Lastly, since there’s a disconnect between security, developer, and operation teams, siloed applications are often built over a number of years by various developers without a common architecture standard. This means hackers can find data vulnerabilities to exploit more easily.

So, let’s discuss how data sovereignty and lineage impact each other, how you can track data lineage, and what we can do to confront data anarchy. 

The Clash of the Data Titans 

Data engineers and scientists are often seen as the yin and yang of turning raw sets of data into useful insights. However, current systems still impede their ability to work efficiently together.

Scientists are interested in having lots of data structured in a certain way to make an insightful report analysis. 

In contrast, engineers are interested in ensuring that they put data in formats consistent with the regulation that governs specific geographies and industries. Therefore, inherently, engineers are restricted based on governance while scientists want more of it to deal with large volumes of data.

As data is continually produced over a span of time while the governing laws in countries and industries are constantly evolving due to political influences, anarchy becomes a very natural outcome. Navigating the inconsistent global privacy landscape and regulation is tough for IT professionals, especially since January 2021, as 130 jurisdictions worldwide have adopted different data privacy laws. 

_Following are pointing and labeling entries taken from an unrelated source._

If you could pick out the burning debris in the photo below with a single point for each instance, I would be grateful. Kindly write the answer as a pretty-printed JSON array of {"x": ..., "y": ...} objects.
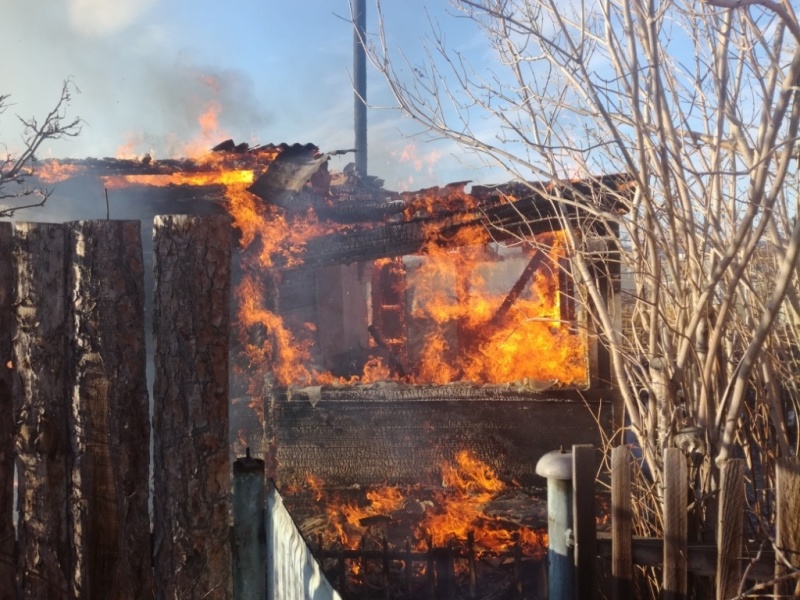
[{"x": 394, "y": 347}]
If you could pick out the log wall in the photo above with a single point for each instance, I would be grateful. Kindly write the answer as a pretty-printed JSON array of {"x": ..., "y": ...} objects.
[
  {"x": 7, "y": 533},
  {"x": 192, "y": 258},
  {"x": 75, "y": 411}
]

Regulation is in a state of flux due to an evolving ecosystem where every country has its own laws about governing their data. For example, China’s recently announced strict personal data protection laws will require companies to pass a security assessment, and already very few foreign apps make it inside the country. 

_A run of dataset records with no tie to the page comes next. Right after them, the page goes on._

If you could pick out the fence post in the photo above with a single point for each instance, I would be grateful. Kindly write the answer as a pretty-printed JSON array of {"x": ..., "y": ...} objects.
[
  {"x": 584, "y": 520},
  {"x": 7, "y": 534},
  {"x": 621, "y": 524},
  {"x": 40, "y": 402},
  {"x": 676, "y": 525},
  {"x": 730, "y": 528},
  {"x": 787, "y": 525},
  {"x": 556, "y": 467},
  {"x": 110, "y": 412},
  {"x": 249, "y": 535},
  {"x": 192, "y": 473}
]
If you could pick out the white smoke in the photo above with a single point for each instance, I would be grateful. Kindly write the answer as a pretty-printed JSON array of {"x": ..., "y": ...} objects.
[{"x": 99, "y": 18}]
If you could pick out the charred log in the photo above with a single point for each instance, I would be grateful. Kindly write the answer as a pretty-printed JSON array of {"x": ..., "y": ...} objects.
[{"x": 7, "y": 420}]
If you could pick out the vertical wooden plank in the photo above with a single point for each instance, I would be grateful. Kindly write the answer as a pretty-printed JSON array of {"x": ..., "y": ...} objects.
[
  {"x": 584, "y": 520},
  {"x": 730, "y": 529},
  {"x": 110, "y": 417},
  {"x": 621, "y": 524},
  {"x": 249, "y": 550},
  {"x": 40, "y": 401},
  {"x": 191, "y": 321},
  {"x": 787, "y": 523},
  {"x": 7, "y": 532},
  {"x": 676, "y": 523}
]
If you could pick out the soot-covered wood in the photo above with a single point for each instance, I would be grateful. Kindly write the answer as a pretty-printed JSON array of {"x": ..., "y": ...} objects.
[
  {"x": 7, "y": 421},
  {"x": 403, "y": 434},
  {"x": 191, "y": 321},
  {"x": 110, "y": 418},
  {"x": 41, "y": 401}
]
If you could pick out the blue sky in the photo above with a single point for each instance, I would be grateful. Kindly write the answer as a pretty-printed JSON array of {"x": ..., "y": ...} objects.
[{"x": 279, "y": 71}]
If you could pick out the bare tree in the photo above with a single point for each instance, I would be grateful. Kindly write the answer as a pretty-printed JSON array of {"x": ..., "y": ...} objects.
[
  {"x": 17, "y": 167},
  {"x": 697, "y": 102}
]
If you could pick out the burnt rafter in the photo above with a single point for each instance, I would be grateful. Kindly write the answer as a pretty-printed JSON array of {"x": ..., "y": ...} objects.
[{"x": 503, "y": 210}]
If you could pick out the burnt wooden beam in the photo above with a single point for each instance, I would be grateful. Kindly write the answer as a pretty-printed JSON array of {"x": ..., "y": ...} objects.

While engineers are required to find ways of making sure that data is stored in a consistent way with governing laws, data scientists want to explore the differences between the characteristics of let’s say a 25-year-old woman in the United States versus China. The governing laws prevent them from querying and comparing data across these geographies. Therefore, data governance – a set of rules and procedures organizations use to control data – and data lineage are at odds with one another. 

DevSecOps can help engineers and data scientists, but there will always be an ongoing problem regarding data consumption and the heavy governance determined by regulatory rules. The key to solving this problem is building automated data platforms that can remain the source for all future analytics and applications while evolving over time.

Tracking Data Lineage and Securing Data

Democratization of data across departments within an organization is essential to help businesses derive innovative insights for growth. Some data engineers and scientists view this traceability or data lineage as the GPS of data. It gives them granular visibility of how data transforms and flows from source to destination while tracking errors, which translates into meaningful, cross-border insights for businesses. 

However, companies mistakenly view data lineage as a single project, but they need to use an ever-evolving mechanism because data is constantly being produced and policed. Some companies and their data analysts currently use data virtualization software while others implement data cataloging and then go on to design Master Data Management (MDM) solutions. A Data Catalog provides a rich interface to attach business metadata to the swathes of data scattered across the clouds, cloud storage, and on-premise data centers or databases.

When multiple developers monitor this data and use varied tools across endless different environments, a key concern is cloud security and ensuring that metadata stays within the cloud organization or project. A cloud architecture solution with multi-tenancy data isolation per tenant and that uses open source databases like MySQL and PostgreSQL could also help modernize and simplify data strategies. They consolidate disconnected DevSecOps tools and undifferentiated microservices into an automation platform, empowering companies to deliver tech-enabled business outcomes. 

Many international companies that have data distributed across geographies are up against multiple challenges regarding varying data protection acts and laws and tracking their data lineage. But they shouldn’t despair, new self-service solutions are appearing so that not only developers with niche skill sets can roll them out, but business professionals can too.